O superintendente do Procon, Nilson Ferreira Netto, comenta que ainda não recebeu reclamações neste sentido. Ele afirmou que, apesar da recomendação pela não cobrança da taxa, chegou a receber denúncia da manutenção da prática na cidade. A denunciante teria, no entanto, desistido da queixa por constrangimento, avalia ele.
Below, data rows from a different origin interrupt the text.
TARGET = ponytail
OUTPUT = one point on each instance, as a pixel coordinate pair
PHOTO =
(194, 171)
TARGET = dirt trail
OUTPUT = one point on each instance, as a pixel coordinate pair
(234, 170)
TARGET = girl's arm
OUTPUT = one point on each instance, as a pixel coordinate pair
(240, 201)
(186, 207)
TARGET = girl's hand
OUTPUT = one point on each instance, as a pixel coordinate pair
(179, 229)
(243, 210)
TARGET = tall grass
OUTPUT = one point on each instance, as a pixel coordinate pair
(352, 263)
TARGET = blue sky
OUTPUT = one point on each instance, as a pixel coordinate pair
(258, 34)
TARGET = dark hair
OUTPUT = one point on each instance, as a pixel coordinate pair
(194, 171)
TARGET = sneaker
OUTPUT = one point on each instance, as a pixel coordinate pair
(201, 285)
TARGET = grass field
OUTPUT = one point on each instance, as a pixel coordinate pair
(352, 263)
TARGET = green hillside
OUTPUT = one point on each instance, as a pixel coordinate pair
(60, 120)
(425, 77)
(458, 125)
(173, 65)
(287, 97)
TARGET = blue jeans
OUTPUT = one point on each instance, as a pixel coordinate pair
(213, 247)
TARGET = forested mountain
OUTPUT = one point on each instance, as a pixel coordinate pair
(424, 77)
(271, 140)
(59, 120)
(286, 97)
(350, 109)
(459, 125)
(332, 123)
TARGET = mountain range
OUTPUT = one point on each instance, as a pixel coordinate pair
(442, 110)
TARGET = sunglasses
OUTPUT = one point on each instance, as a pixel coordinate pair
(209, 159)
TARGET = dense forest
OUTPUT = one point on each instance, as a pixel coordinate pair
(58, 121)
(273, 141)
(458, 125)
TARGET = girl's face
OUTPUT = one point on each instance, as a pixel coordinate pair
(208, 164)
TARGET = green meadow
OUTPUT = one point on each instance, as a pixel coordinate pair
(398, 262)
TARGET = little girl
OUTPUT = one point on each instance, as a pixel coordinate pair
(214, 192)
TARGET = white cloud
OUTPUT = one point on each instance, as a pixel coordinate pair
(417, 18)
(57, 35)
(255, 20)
Nilson comenta que, há um tempo, percebe-se a preferência dos profissionais pela ginecologia ante a obstetrícia, principalmente pelos mais experientes e com maior clientela, em função dos imprevistos característicos do trabalho.
CRM defende direito de escolha e informação clara ao cliente
Na avaliação do delegado regional do Conselho Regional de Medicina (CRM), José Nalon de Queiroz, o médico não é obrigado a atuar na obstetrícia, mas é importante que deixe clara a escolha ao cliente, evitando constrangimentos caso a paciente tenha a pretensão de engravidar. Segundo Nalon, o órgão não recebeu denúncias que possam configurar recusa, no sentido de favorecer uma cobrança futura ou retaliação pelo não pagamento da taxa. Para o delegado regional, mediante a negativa por este atendimento a beneficiários de planos de saúde, a decisão deveria ser seguida também na esfera particular. Para ele, também seria importante suspender o credenciamento como obstetra junto às operadoras.
O presidente do Sindicato dos Médicos, Gilson Salomão, disse que não há fato configurado entre a recusa e a suspeita de retaliação e acrescentou que desconhece essa situação.
No entendimento da Associação de Ginecologistas e Obstetras de Minas Gerais, o médico tem autonomia para decidir o tipo de atendimento que realizará, desde que não esteja em atendimento de urgência. O órgão defende, ainda, que o credenciamento em convênios ocorre na especialidade Ginecologia e Obstetrícia, “mas o profissional pode sim determinar o tipo de atendimento que irá prestar”.
Em busca de diálogo
Segundo o Plasc, a operadora segue os regulamentos da Agência Nacional de Saúde (ANS), que não permite a cobrança de procedimento com cobertura obrigatória, dentro do rol de procedimentos. “Portanto, não endossa o que esteja em desacordo a isso.” A assessoria informa, ainda, que o plano mantém constante diálogo com os prestadores de serviço, visando a melhoria da qualidade do atendimento ao beneficiário. O Plasc afirma que não tem conhecimento de ocorrências deste tipo. A Unimed, por meio de sua assessoria, garante que não tem queixa formalizada sobre o assunto e destaca que “sempre cumprirá as determinações da ANS, assegurando aos clientes assistência médica garantida, conforme previsto em contrato e nos padrões de qualidade defendidos pela operadora”.